Nathalie sait bien qu'il faut qu'elle commence par rafraîchir son CV. Elle sait bien que comme la salade, le CV est une feuille fragile et qui ne supporte pas la péremption. Or, comme la salade,
le CV doit être appétissant.
Donc Nathalie prend son courage à deux mains, l'ordinateur de sa fille, et recherche le dernier enregistrement de son fichier CV. Evidemment elle ne le trouve pas, et elle doit, laborieusement,
tout recommencer.
L'exercice de se pencher sur sa vie par le filtre du CV a quelque chose de douloureux - chameau par le chas de l'aiguille. Et puis toutes ces béances qu'il faut colmater par
des assemblages judicieux de dates, par des formulations adroites.

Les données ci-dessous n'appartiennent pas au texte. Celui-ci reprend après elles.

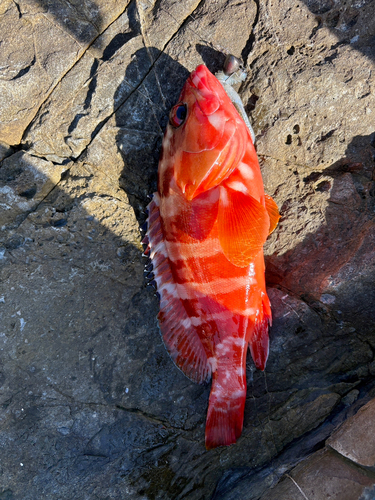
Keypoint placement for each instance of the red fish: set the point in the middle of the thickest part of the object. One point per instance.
(206, 228)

Sur les loisirs, elle note qu'elle nage, en eaux troubles d'ailleurs aujourd'hui, qu'elle dessine, même si ce n'est plus tout à
fait vrai, et puis qu'elle lit.
Notant cela, l'envie lui prend d'aller à la bibliothèque, la finalisation du CV peut bien attendre encore une heure.
Pour le choix du livre, elle allait s'en remettre au hasard, comme d'habitude.
Mais elle tombe sur ce titre, CV Roman, de Thierry Beinstingel.
Elle ouvre, elle lit cela :
"Dans nos sacoches attendent quelques individus aplatis et résumés chacun par une feuille A4. Nous attendons la fin de nos conversations pour ouvrir nos attachés-cases et présenter l'un d'entre eux à titre d'exemple, glisser d'un air entendu la feuille sous le nez du DRH."
De lire cela qu'elle sait déjà, qu'elle n'est pas la seule à devoir s'aplatir dans le rouleau compresseur du CV, lui fait sentir quelque chose qui n'est pas de la consolation, qui n'est pas de la tristesse, mais les deux en même temps. Quelque chose comme l'idée de la fraternité.
Merci à Philippe Annocque de m'avoir fait découvrir ce livre bouleversant, et cet auteur.